Dear Daughter,

What I didn’t tell you is that I sat in the front row of the reading, ready to smile and to give a good introduction like a good host. What I didn’t tell you is that when the reader had a white character call an Asian American one a squintyeyed feckless cunt, I remembered all the times when others took their fingers and pulled their eyes wide into a horizon. All the times people yelled Chink! to my family or me. The time someone wrote Chink on our driveway in chalk.

What I didn’t tell you is that the reader intimidated me with his confidence. That my mother never taught me how to speak to white people, to loud white people. Shake the hands of confident white people. Speak in front of white people. At a lectern. With a white piece of paper with black type on it.

What I didn’t tell you is that I envied Joan Didion, not only for her writing but also because she had things passed down to her, that she knew what her great-great-great-great-great-grandparents did. I identified more with Nora Krug, when she wrote: In my mind, a family began with one’s parents and ended with oneself.xxiv

What I didn’t tell you is that after the reader’s comment, I wondered if I should have gotten up and gone to the bathroom. Whether I should have cried in the bathroom. I wondered how to fight my urge to take the microphone away from him.

Instead, I stared at my dark Taiwanese hands from Father, my long thin Northern Chinese hands from Mother. I was furious at my hands. At myself. At my history. At my inability to do anything with those hands. I was upset that my mother and father didn’t spray the chalk off our driveway, instead waiting for the sun to erase it. Not erased, the word etched into my skin.

What I didn’t tell you is that I got up to introduce another poet I had been looking forward to meeting. And then I sat down. My hands illuminated atop the lectern, white for just a few seconds, then brown again.

Dear Daughter, I did tell you what happened, and it was only after I had told you, after you had gone to bed, that I wonder if I had wrongly passed my pain onto you. Wrongly wept my tears into your body. I wondered if you suffer like I do, in school, on the playground, in class, with your teachers, looking at ads, watching TV. Or do you not suffer like I do?

You were born in a more diverse and progressive state. You are half Asian and half white. Does that mean you experience half the racism? That you feel half the pain? Or, alongside your own pain, do you inherit all of your grandmother’s pain, my pain, America’s pain?

I thought hard about whether to stay silent. About whether to tell you.
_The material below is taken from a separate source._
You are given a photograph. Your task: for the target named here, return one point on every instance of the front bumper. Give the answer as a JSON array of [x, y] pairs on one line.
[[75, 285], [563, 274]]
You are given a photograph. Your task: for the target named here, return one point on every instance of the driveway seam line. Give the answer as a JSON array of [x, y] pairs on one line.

Staying silent was following in my mother’s footsteps. But by telling you, I risked adversely shaping your views of the world—as an unfair one, as a racist one, as one where we would be victims.

I’ve since thought harder about why I was so upset. The racial slur had been dropped into a piece with no apparent purpose and thus never transcended its own racism. In that way, the randomness of the slur was affirming the slur itself, as well as negative stereotypes of Asian American women. I could tell you more about the aftermath and the response of the writer and his friend but then I’d have to relive those dreadful experiences.

Do you remember the boy on the patio? How he pulled his eyes wide at us and suddenly the same thin line? Do you remember what I said to the boy? You don’t want to make fun of people for what they look like, right? The boy, maybe ten, our friend’s child, someone you had played with many times before, just laughed. Do you know how hard it was for me to speak up, even to a ten-year-old? Do you know how astonished I was that so much had changed but so much hadn’t?

If I don’t know how to protect myself, how can I protect you? I know that even though I was born on this land, in a small hospital in Detroit, Michigan, that my sun is still brittle. That if my sun even exists, it is behind all the other suns and emits radio static.

I promise not to pass handfuls of hate into your hands. I promise to teach you how to be the bird and the beak. And the sky with many other birds.

The next morning, we ate breakfast, got you ready for camp, ignored the loud hawk that circled above the cabin. When I grabbed my computer bag and opened the front door, a bright white triangular light blinded us. And we moved through it.